A vector addition system with states (VASS) is a finite graph \((Q,E)\) with labels in \(\mathbb{Z}^d\) and a designated initial state \(q_0\) and final state \(q_f\). The set of configurations is \(Q \times \mathbb{N}^d\), and a step according to an edge \(e=(p,q)\) labelled with \(v\) consists of moving from the current configuration \(p,x\) to \(q, x+v\), where \(x+v\) has to be in \(\mathbb{N}^d\) again.

The standard definition of computing a function with a VASS is as follows: One of the \(d\) "counters", usually the first, is a designated input counter. Another counter, usually the second, is used for the output. The rest of the counters are called auxiliary counters. A VASS weakly-computes a function f if the following two conditions hold:

- For all \(x \in \mathbb{N}\), there exists some vector \(w' \in \mathbb{N}^{d-2}\) and \(x' \in \mathbb{N}\) such that \(q_0, (x,0,0^{d-2})\) can reach \(q_f, (x', f(x), w')\).

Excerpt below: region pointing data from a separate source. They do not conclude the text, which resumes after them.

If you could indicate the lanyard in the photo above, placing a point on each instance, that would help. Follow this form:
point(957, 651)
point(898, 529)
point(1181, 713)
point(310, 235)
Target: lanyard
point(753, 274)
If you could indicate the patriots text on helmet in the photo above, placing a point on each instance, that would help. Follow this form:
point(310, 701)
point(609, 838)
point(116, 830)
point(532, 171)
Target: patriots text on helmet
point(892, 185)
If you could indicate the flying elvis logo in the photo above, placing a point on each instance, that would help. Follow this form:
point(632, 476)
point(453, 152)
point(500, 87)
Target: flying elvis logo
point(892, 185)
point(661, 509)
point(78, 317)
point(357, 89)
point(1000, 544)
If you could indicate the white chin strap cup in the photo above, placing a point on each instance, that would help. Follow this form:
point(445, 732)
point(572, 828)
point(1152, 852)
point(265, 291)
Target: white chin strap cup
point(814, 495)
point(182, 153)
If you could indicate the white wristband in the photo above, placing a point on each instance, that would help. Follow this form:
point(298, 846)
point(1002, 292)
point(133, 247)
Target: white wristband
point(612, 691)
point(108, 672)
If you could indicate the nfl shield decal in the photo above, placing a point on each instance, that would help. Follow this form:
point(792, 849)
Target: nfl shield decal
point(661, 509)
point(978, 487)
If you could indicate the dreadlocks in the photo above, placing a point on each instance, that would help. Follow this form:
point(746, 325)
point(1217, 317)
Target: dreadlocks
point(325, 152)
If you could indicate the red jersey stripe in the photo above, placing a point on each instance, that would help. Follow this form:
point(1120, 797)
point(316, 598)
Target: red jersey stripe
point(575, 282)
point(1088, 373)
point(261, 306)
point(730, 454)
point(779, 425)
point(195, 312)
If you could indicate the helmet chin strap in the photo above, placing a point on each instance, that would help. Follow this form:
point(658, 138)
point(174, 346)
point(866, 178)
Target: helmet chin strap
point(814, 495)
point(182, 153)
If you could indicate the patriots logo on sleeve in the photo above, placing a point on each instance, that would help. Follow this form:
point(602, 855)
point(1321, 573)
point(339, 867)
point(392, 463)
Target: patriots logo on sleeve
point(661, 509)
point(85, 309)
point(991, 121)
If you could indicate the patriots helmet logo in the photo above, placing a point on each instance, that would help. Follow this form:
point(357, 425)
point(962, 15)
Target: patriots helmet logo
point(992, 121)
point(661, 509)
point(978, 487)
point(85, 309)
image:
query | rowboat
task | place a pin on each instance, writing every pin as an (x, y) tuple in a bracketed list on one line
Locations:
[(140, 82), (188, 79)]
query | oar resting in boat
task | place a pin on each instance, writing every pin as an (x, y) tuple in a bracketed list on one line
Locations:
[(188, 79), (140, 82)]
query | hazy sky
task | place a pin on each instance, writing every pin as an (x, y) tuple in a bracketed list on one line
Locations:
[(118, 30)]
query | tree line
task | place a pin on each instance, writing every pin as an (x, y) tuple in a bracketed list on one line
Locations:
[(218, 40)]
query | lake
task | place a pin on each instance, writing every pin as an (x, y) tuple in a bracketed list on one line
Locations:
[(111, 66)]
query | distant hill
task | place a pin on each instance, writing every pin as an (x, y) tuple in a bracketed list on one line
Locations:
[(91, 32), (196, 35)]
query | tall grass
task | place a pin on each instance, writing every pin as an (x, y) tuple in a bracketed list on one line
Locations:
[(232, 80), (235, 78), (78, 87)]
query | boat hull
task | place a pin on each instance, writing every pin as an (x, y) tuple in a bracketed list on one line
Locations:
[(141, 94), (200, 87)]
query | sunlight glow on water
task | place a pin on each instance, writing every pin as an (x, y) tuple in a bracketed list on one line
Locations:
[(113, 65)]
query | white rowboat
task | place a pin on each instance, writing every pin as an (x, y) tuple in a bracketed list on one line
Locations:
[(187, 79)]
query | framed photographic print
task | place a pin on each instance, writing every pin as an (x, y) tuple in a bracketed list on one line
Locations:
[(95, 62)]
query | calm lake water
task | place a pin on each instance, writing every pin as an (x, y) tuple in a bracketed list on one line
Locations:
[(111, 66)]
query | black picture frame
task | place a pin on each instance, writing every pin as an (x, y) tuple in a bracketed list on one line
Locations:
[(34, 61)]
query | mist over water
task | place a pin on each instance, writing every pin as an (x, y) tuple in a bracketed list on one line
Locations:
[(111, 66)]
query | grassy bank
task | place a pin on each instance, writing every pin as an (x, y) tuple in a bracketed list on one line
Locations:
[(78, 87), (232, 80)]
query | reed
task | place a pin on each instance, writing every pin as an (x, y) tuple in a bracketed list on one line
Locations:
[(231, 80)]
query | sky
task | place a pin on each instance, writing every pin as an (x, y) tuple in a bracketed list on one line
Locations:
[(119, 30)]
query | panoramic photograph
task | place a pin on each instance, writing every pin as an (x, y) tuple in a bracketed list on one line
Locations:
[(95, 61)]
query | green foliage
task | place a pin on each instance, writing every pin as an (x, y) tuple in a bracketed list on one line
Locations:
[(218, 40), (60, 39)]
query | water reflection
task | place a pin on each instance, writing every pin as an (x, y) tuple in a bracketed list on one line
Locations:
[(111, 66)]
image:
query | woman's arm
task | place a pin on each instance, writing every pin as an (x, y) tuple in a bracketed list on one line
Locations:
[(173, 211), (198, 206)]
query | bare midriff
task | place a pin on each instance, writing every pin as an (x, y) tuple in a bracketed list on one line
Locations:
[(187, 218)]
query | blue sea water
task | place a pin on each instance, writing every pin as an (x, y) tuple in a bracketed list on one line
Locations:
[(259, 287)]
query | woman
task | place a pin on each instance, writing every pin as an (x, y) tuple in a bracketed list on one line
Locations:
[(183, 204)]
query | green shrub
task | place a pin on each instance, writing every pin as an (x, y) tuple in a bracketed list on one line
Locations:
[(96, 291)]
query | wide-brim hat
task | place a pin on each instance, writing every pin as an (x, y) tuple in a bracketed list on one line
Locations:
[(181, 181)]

I.e. the VASS can reach the final state with the value \(f(x)\) in the output counter, the values left in auxiliary counters are irrelevant.
- For all \(x,x',y' \in \mathbb{N}\) and vectors \(w' \in \mathbb{N}^{d-2}\), if \(q_0, (x,0,0^{d-2})\) can reach \(q_f, (x', y', w')\), then \(y' \leq f(x)\). I.e. if the VASS can reach the final state with a value \(y'\) in the output counter, again irrespective of values left in the auxiliary counters, then \(y' \leq f(x)\).

Despite this being the standard definition, surprisingly little is known about functions weakly-computable by vector addition systems. Essentially the only known properties are the following.

- They are monotone, i.e. if \(x \leq x'\), then \(f(x) \leq f(x')\).
- They are primitive-recursive, in particular computable.
- They grow at least linearly, or intuitively "have to grow steeper over time".

To resolve the current state of no progress in this direction, I suggest the following open problems:

- Is \(2^{\sqrt{x}}\) weakly-computable? It would be quite surprising, since \(\sqrt{x}\) is not.
- Which linear recursive sequences (LRS) are weakly-computable? I conjecture that exactly the monotone LRS are weakly computable (asymptotically at least).